Professor Verdonck-de Leeuw imagines that the first step is to learn about the impact of the guideline throughout Europe. Equally important is an assessment of the economic impact, as she explained ‘we know that the healthcare resources will decrease and that the number of patients will increase and, while there is already a problem, this will be much bigger in the future. We really need other kinds of support such as digital care, peer-support and self-management to improve so that in the future, head and neck cancer care can be sustainable.’

A further anticipated difficulty is that there is a lack of healthcare professionals required to deal with the likely increase in the number of patients requiring treatment and support. She believes sustainability will also be compromised by a higher number of patients visiting clinics, but this can be mitigated to some extent through more remote care. She also sees a benefit from tele-consultations in that they allows psychologists to see how and where people live, providing greater insight into patients’ social circumstances.

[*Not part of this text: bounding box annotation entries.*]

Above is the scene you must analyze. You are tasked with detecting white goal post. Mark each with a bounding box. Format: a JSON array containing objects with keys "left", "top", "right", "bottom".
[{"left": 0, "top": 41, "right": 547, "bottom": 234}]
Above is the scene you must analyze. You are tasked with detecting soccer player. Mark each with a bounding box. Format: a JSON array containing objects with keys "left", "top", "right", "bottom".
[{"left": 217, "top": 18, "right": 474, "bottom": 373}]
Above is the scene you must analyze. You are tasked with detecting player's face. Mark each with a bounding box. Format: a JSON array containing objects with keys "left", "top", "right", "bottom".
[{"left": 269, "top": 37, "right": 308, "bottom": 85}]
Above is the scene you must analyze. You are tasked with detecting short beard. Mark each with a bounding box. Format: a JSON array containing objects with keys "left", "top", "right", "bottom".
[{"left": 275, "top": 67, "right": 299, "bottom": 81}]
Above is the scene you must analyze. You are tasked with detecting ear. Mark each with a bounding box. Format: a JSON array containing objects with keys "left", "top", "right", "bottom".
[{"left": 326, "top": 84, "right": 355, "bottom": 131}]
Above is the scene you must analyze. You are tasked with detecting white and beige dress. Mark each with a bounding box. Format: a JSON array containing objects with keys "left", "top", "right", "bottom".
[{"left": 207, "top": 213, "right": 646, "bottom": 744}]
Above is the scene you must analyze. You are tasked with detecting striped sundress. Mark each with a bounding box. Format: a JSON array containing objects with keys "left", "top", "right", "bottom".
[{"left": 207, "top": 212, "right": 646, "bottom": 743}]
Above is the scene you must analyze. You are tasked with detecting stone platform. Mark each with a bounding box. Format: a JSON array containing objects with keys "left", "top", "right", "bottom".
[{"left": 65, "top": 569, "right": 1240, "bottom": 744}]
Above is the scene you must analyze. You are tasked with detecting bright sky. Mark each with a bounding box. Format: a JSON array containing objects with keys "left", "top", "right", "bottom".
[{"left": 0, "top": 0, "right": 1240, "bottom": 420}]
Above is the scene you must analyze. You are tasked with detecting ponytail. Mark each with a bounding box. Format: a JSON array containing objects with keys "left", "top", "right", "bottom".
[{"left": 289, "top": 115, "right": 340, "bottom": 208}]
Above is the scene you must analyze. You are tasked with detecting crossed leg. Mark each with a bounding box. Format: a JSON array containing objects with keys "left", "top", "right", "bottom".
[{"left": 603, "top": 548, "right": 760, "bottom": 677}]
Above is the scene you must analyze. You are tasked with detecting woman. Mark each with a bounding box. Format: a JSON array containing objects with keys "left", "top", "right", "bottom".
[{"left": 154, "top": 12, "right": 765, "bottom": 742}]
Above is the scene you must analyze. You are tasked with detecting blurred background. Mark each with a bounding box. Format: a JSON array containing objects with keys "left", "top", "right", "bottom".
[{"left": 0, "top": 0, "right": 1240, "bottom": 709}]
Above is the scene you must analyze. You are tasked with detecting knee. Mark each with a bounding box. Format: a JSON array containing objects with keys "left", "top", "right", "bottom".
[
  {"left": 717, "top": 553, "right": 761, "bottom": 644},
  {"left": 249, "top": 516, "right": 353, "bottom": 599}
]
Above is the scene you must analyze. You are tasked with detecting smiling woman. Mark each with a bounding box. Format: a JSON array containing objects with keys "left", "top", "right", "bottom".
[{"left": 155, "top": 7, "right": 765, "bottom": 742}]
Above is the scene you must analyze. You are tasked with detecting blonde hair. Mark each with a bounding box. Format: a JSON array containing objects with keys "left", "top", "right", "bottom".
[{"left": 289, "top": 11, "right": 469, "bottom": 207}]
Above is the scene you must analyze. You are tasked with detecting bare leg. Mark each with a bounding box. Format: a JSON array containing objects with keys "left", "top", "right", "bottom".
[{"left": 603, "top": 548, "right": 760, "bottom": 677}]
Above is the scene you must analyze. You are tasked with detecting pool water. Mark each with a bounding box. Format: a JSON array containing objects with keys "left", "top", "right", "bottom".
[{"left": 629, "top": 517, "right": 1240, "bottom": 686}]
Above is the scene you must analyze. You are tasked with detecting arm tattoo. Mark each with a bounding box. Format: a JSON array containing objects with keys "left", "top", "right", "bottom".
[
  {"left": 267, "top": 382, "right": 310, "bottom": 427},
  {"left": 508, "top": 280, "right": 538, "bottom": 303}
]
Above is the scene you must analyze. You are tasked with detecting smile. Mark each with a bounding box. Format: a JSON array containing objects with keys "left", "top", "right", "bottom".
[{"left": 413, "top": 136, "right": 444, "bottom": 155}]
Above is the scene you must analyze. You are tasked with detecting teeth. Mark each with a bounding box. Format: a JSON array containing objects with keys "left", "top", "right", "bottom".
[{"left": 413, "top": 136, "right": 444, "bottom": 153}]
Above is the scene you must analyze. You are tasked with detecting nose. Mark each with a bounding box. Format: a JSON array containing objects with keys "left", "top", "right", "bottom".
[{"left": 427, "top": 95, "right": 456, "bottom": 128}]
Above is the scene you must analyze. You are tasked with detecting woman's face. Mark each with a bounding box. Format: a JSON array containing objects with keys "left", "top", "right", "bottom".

Professor Verdonck-de Leeuw feels that the purpose of the guideline was to outline best practice care and to ensure that sufficient psycho-social support is in place. She also believes that immediate introduction of all the recommendations would be a daunting, possibly unnecessary, task for clinicians. A more pragmatic approach would be for centres to initially incorporate those recommendations that are easily achievable, building upon current practice, and assessing the impact and progressing gradually but with the ultimate goal of achieving full implementation in the future.